Workflow and task concepts

Tasks are the basic unit of the system, the automation framework record the state of each task for each CMS run. A workflow is simply a collection of tasks related to each other.

Tasks are clearly defined as by a single instance of a TaskHandler class and are executed by the automation if they are activated by adding them to a specific campaign with ecalrunctrl.py --db 'dbname' rtype-update --campaign 'mycamp' --add 'task1'. A task can be viewed as an atomic action performed on a set of data (e.g. run the event reconstruction, upload to conddb, ...). A task at its core is essentially the execution of a single program (cmsRun, python myscript.py, etc). The TaskHandler wraps the execution of the single program, taking care of notifying the automation framework of every status change of the task (new, processing, done, failed, ...).

The definition of workflow is more loose. In general a workflow is a collection of tasks related to each other by a chain of dependencies.

Translation between the automation concepts and their implementationt through git, Jenkins and the Influxdb measurements is summarized in the table below:

Automation concept	Git	Jenkins	Influxdb
Task	a single python script within a workflow directory.	stage(s), multiple stages in case submit/resubmit/check are ran asyncronously	for each run the status of the task is recorded in the "run" measurement
Workflow	a single Jenkinsfile within a workflow directory.	item	workflows are not recorded in the db as single entities

Job concept

Each task can run a single job (e.g. plotting script) or multiple jobs in parallel (e.g. running the reconstruction/ntuplizer). Jobs that requires the output of the first one to be fed to the second are generally split over two different task, within the same workflow.

Warning

Nothing in the system prevets (yet) the implementation of a taks that executes two (or more) jobs in series. All it takes is adding additional statuses (e.g. "done-job1", "done-job2") for the workflow besides the standard one ("new", "processing", "done", "failed", "merged"). This is strongly discouraged since it would require adding ad-hoc status changes and monitoring for each workflow, while the structure using tasks in series within a workflow allow one to concatenate tasks in a flexible way using only the standard statuses.

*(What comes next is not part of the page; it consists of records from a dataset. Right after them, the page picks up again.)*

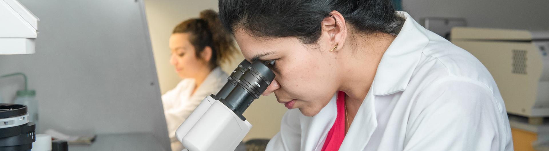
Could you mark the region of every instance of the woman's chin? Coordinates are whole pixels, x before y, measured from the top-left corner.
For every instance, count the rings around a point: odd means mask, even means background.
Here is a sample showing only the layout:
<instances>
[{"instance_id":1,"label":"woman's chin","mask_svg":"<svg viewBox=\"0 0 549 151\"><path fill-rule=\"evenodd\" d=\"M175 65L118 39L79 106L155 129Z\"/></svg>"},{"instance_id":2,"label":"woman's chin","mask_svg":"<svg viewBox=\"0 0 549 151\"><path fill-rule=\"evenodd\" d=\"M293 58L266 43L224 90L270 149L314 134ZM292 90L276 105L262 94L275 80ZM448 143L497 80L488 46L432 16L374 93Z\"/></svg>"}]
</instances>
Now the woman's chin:
<instances>
[{"instance_id":1,"label":"woman's chin","mask_svg":"<svg viewBox=\"0 0 549 151\"><path fill-rule=\"evenodd\" d=\"M311 109L311 108L299 108L299 112L301 112L301 114L302 114L304 115L311 117L316 115L316 114L318 114L318 112L320 112L320 110Z\"/></svg>"}]
</instances>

Jobs are created by the TaskHandler using the JobCtrl class:

jctrl = JobCtrl(workflow=self.task,
                campaign=self.campaign,
                tags={'run_number': run, 'fill': run_dict['fill']},
                dbname=self.opts.dbname) # (1)
if not jctrl.taskExist():
    jctrl.createTask(jids=[0], fields=[{'group' : ','.join([r['run_number'] for r in group[:-1]])}]) # (2)

Create the JobCtrl class setting tags, campaign and workflow tp selected the wanted jobs. Note that campaign is accessed from self.campign since multiple campaigns can be specified (to handle multiple re-processing campaigns, for prompt processing usually there is a single campaign, prompt). The base class __call__ method takes care of switching the value of self.campaign before calling the method specified in the command line option (submit, resubmit, check, etc). The method is called multiple times, each time for a different campaign.
If the task does not exist create it adding extra information (in this case the group field contains a comma separated list of runs merged into a single task)

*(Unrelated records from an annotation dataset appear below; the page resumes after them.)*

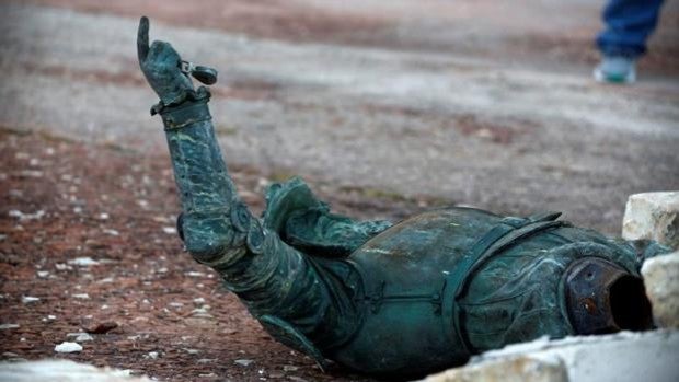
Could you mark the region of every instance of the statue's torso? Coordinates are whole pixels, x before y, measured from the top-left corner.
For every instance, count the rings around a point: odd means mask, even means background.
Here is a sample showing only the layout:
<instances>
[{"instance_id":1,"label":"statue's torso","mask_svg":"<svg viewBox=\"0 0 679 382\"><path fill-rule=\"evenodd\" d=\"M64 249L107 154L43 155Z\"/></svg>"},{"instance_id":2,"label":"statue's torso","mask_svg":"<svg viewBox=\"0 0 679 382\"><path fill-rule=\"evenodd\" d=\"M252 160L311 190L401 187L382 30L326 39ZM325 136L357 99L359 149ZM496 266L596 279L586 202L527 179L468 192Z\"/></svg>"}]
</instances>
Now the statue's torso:
<instances>
[{"instance_id":1,"label":"statue's torso","mask_svg":"<svg viewBox=\"0 0 679 382\"><path fill-rule=\"evenodd\" d=\"M530 240L500 248L471 275L460 273L479 241L502 221L475 209L434 210L355 251L346 262L362 279L362 293L356 297L362 324L333 358L368 372L401 373L413 364L436 370L460 364L486 345L497 347L495 342L513 342L513 336L526 340L531 335L572 334L561 278L569 262L587 254L567 245L580 240L598 241L602 247L610 243L589 230L543 222ZM565 251L555 251L564 245ZM618 251L609 250L600 251L601 257ZM534 333L526 332L531 329Z\"/></svg>"}]
</instances>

The snippet above is extract from the HTCHandler class. The first line can be used also in scripts and interactive python sessions to connect to the influxdb and view/update job status information.

Warning

Updating the status of a job manually is clearly a destructive action that should only take place by maintainers in case of a major problem with the automation infrastructure that prevented the system to handle/recover the job by itself.

When running a single job within the TaskHandler the user should notify the system that the processing has started:

try: 
    jctrl.running(jid=0)
    self.rctrl.updateStatus(run=run['run_number'], status={self.task : 'processing'})

Note that the status of the task for a given run and the status of the job are updated separately. It is convenient to enclose the actual job execution in a try-except block (see below).

When multiple runs are processed together the convention is to set the status to "processing" for one of the runs (usually the most recent) and set the status of the task to "merged" for all other runs in the group:

for r in group[:-1]:
    self.rctrl.updateStatus(run=r['run_number'], status={self.task : 'merged'})

Upon job completion the TaskHandler should again notify the system about the outcome of the job:

# mark as completed
    jctrl.done(jid=0, fields={'output' : f'{eosdir}/pi0_fitMassInfo_{run["fill"]}.txt', 'plots' : plotsurl})
except Exception as e:
    jctrl.failed(jid=0)
    self.log.error(f'Failed producing the monitoring plots for fill {run["fill"]}: {e}')

The snippet above set the status of the job to either "done" or "failed". The status of the task for the runs being processed will be set by a call to the check function of the TaskHandler.